When I was working as Manager of the Australian Newspapers Digitisation Program I led the development of two pieces of software: the Digital Newspaper Content Management System and the Australian Newspapers Delivery Service. Quite early in the process of developing the public delivery system concerns were raised by the National, State and Territory Libraries of the poor quality of the newspaper OCR text, which negatively effected public searching. In a team brainstorming session we came up with the idea of opening up the OCR text for public correction and improvement. We developed our own software to do this. Because we knew that what we were doing was quite groundbreaking at the time, may be very useful for other archives and libraries, and no ‘off the shelf’ software existed to do this, we made a decision to share the code as open-source. The code was developed by Kent Fitch Director of Project Computing: System Architect for the National Library of Australia, ably assisted by Ninh Nguyen, programmer at the National Library of Australia. They created a fantastic service for Australians. The public interface for delivery of newspapers and text correction was designed, developed and tested on real users in a matter of weeks by Alexi Paschalidis Creative Director of Oxide Interactive .
Over the course of the next two years I had approaches from about 20 National Libraries from around the world asking if they could have the code. Although we said yes every time, I was disappointed that to the best of my knowledge no library actually implemented public text correction by using or adapting our open source software as we had hoped. This mainly seemed to be because libraries other than us were still very unsure about “allowing” user edits, crowdsourcing, public interaction - whatever you want to call it. Giving user’s freedom over data, rather than retaining tight control seemed to be a daunting prospect for libraries and a step they didn’t want to take. Several commented they would like a bit more time to observe whether our user activity was a ‘fad’ before committing to doing the same. For this reason only three libraries as far as we were aware even got to the stage of having their IT support download the open source code from the National Library of Australia’s ‘LibraryForge’ website. True it would have been quite difficult for a library to implement and adapt our code to hook into a content management system, but this did not seem to be the reason for the low uptake. We never shared the code on the newspaper content management system because our philosophy was to only share code once the product was in a ready state and usable, and the content management system was under constant development for three years. Now after four years the National Library of Australia has decided to remove the open-source code for Australian Newspapers from its download site.

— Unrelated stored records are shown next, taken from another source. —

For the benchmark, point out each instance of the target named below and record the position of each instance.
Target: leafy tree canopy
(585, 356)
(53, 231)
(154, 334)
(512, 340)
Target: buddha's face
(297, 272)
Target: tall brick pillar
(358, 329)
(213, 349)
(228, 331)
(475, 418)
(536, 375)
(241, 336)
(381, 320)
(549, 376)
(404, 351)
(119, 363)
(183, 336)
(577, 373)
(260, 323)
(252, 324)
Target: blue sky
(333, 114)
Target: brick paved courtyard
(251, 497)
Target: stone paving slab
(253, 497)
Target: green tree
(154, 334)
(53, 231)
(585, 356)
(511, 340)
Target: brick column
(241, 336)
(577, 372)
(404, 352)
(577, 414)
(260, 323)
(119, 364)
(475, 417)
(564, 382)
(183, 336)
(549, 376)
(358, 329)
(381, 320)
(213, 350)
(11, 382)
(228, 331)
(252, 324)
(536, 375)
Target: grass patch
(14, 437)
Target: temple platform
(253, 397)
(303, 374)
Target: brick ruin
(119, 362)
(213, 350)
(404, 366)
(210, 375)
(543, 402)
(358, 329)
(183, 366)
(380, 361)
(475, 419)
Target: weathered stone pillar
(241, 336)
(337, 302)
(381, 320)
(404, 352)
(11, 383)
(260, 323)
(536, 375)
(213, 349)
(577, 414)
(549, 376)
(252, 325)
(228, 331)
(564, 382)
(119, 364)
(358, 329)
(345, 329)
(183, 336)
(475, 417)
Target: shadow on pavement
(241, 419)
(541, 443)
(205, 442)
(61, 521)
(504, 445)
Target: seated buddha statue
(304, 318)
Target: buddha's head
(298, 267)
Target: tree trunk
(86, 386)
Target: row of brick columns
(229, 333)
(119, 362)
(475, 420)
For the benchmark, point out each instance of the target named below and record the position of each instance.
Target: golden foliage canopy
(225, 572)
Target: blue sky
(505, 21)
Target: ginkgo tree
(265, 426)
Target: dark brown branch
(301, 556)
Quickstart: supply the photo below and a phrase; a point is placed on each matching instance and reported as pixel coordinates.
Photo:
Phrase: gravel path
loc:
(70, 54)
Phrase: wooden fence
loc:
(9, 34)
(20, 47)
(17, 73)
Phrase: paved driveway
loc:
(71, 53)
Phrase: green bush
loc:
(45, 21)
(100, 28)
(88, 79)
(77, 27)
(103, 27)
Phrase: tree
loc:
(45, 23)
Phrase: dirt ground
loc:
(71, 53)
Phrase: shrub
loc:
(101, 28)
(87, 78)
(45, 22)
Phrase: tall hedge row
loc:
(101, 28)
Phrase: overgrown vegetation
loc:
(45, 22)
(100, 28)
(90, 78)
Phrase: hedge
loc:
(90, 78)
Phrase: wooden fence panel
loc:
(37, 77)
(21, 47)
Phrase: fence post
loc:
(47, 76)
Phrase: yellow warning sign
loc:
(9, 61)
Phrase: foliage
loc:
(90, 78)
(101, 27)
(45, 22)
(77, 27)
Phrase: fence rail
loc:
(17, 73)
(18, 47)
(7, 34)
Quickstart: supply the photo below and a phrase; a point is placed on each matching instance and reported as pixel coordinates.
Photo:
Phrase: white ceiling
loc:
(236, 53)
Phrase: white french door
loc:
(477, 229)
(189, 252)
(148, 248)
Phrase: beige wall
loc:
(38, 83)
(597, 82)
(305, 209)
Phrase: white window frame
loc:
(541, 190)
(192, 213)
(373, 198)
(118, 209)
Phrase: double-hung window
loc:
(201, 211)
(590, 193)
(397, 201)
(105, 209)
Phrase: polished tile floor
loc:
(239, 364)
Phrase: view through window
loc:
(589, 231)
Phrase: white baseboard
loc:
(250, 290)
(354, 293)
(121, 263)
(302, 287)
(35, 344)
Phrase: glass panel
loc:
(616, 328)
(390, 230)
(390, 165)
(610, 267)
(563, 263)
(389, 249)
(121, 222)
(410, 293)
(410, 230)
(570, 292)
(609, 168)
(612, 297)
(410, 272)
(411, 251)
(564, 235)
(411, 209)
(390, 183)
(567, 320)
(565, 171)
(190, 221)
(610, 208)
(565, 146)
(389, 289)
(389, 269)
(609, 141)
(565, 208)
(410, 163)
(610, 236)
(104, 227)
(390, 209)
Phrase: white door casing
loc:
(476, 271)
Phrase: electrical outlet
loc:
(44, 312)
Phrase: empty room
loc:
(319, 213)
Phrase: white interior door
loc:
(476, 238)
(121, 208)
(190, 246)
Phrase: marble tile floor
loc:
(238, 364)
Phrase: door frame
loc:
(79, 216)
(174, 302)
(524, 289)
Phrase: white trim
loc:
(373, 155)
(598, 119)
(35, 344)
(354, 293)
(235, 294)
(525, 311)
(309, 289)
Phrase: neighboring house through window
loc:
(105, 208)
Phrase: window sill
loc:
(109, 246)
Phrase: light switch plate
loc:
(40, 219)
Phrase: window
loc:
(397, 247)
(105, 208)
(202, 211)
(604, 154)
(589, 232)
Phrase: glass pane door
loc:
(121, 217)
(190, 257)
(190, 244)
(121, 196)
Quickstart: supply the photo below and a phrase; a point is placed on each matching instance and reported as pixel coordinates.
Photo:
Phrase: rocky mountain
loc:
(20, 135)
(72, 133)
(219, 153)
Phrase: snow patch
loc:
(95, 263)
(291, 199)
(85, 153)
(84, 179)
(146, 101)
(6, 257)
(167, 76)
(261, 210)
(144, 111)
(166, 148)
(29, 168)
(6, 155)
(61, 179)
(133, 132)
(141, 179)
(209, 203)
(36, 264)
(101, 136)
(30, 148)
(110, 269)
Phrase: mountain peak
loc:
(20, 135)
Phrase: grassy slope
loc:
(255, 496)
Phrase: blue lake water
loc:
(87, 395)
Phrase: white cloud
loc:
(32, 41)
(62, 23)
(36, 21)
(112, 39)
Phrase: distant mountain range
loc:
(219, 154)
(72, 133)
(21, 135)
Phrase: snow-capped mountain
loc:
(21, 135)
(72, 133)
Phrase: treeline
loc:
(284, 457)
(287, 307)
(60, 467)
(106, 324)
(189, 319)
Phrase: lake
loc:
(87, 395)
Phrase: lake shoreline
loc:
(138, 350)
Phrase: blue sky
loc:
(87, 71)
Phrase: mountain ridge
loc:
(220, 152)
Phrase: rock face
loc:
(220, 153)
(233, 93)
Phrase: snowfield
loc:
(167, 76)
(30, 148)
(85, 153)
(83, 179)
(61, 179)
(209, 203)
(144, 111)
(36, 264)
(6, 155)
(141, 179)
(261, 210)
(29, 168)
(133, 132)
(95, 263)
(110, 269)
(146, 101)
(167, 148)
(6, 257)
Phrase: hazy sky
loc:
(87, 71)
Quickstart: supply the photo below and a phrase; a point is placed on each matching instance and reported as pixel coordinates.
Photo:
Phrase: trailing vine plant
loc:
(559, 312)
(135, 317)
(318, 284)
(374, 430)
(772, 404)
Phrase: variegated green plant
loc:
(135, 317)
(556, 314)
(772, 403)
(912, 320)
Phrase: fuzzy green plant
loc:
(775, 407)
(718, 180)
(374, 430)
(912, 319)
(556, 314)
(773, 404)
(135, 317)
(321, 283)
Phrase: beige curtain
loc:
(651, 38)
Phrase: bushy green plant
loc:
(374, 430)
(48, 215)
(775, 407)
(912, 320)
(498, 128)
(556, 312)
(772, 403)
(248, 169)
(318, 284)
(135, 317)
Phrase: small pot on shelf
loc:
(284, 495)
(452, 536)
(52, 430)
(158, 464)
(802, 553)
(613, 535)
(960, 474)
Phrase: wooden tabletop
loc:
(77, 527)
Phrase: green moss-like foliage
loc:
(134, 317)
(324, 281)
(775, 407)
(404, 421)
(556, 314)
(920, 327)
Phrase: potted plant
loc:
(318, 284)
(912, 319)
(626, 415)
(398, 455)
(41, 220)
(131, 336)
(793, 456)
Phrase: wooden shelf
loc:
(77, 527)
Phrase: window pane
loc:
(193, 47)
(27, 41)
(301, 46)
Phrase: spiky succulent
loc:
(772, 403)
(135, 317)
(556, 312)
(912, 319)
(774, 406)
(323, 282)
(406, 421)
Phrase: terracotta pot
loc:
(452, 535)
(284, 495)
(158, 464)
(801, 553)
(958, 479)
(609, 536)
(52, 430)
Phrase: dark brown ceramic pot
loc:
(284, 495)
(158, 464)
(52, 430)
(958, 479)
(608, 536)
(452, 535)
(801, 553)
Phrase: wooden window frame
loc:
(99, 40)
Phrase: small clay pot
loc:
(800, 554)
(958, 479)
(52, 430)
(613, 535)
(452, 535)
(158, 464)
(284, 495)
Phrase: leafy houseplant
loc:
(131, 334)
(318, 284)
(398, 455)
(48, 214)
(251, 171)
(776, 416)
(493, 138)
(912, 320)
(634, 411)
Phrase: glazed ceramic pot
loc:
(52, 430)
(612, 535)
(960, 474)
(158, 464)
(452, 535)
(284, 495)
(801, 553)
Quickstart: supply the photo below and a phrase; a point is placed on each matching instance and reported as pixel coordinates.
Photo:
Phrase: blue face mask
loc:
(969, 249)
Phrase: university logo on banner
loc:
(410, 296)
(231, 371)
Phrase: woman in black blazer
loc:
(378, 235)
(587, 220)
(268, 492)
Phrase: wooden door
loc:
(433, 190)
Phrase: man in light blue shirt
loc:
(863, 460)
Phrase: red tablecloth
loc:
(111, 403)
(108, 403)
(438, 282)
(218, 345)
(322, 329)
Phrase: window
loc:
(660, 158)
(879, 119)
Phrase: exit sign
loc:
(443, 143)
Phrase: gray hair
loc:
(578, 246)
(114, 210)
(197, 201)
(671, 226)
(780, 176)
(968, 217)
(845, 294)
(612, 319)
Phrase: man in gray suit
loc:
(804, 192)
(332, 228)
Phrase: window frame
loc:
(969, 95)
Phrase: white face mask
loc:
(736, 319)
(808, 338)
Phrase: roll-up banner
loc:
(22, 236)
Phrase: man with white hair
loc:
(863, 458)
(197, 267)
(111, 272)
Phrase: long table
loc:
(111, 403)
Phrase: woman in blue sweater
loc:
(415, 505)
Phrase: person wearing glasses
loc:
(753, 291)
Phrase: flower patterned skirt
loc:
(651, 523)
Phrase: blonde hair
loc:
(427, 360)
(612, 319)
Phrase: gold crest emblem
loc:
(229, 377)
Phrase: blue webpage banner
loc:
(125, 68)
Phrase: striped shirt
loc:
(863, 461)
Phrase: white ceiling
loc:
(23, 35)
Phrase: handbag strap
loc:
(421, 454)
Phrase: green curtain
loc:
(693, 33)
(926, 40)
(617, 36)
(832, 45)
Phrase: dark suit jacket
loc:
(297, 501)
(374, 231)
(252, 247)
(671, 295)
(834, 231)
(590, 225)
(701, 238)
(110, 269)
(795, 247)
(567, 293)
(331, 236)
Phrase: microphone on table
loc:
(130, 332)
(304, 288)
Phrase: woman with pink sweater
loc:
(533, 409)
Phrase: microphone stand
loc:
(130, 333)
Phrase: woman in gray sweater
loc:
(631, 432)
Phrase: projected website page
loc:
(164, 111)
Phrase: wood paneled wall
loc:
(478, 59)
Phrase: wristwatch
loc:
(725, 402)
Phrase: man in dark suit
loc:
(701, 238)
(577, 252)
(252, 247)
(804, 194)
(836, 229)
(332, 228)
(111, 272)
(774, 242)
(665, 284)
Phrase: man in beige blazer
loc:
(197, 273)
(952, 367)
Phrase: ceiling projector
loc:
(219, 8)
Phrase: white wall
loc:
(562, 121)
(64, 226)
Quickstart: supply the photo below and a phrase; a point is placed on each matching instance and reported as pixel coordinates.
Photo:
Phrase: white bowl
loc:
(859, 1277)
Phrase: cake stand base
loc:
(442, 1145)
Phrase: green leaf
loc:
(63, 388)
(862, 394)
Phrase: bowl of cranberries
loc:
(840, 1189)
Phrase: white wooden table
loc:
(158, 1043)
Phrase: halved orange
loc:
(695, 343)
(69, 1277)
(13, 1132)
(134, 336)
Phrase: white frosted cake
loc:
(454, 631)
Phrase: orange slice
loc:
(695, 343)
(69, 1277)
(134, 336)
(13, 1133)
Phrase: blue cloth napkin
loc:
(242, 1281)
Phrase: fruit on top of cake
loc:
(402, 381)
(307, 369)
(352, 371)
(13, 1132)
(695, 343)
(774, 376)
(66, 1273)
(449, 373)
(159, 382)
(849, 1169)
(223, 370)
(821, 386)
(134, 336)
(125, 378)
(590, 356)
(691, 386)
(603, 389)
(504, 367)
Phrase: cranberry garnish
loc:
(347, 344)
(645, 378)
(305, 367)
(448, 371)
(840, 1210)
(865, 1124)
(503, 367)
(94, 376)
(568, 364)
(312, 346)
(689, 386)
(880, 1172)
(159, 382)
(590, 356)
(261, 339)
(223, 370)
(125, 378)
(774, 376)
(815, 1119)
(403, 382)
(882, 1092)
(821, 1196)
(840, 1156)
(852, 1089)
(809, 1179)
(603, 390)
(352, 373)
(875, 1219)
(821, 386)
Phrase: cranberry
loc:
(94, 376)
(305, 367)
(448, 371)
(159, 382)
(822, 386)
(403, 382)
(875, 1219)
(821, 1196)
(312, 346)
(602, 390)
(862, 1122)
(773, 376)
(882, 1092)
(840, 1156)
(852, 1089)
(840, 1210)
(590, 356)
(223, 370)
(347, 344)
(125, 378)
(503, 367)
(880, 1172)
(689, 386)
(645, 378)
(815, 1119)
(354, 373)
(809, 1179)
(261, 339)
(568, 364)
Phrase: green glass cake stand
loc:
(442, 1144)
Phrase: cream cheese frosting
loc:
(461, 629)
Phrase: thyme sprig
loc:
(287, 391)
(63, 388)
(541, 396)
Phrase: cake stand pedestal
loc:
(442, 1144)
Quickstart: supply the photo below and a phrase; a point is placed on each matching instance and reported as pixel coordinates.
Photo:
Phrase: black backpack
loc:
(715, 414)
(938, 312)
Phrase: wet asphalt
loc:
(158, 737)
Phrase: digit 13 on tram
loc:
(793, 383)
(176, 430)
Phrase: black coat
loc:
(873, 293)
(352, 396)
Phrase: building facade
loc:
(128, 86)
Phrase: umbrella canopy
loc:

However all is not lost for libraries wanting to have software for text correction or to deliver newspapers and journals, since I was recently alerted to the fact that a New Zealand company had developed software to replicate the text correction functionality of Australian Newspapers. DL Consulting are selling a product called Veridian, which has already been installed by some US libraries. The company has a background in newspaper software development having been involved in a very early open source digital product called ‘Greenstone’ which was used to deliver Maori Newspapers from the University of Waikato back in 2002. I remember the service well from my time working at the University of Auckland . The digital full-text search access was groundbreaking for the Maori, history and research community.
Kent Fitch has continued to work for the National Library of Australia on system architecture and went on to lead development of Trove and integrate the Newspapers service into it. Kent has worked as a programmer for over 30 years. Since 1982 he has been a principal of the Canberra software development company, Project Computing Pty Ltd. Kent has developed many commercial systems and communications packages and custom software for many clients. In the past ten years, his work has focused on library-related systems including AustLit, NLA Newspapers Digitisation, and Trove.
Last week Kent gave a presentation to the Australian Computer Society called ‘Scaling up: the technology behind the NLA's newspaper digitisation andthe Trove search service.’ where he describes in more detail some of the technical aspects.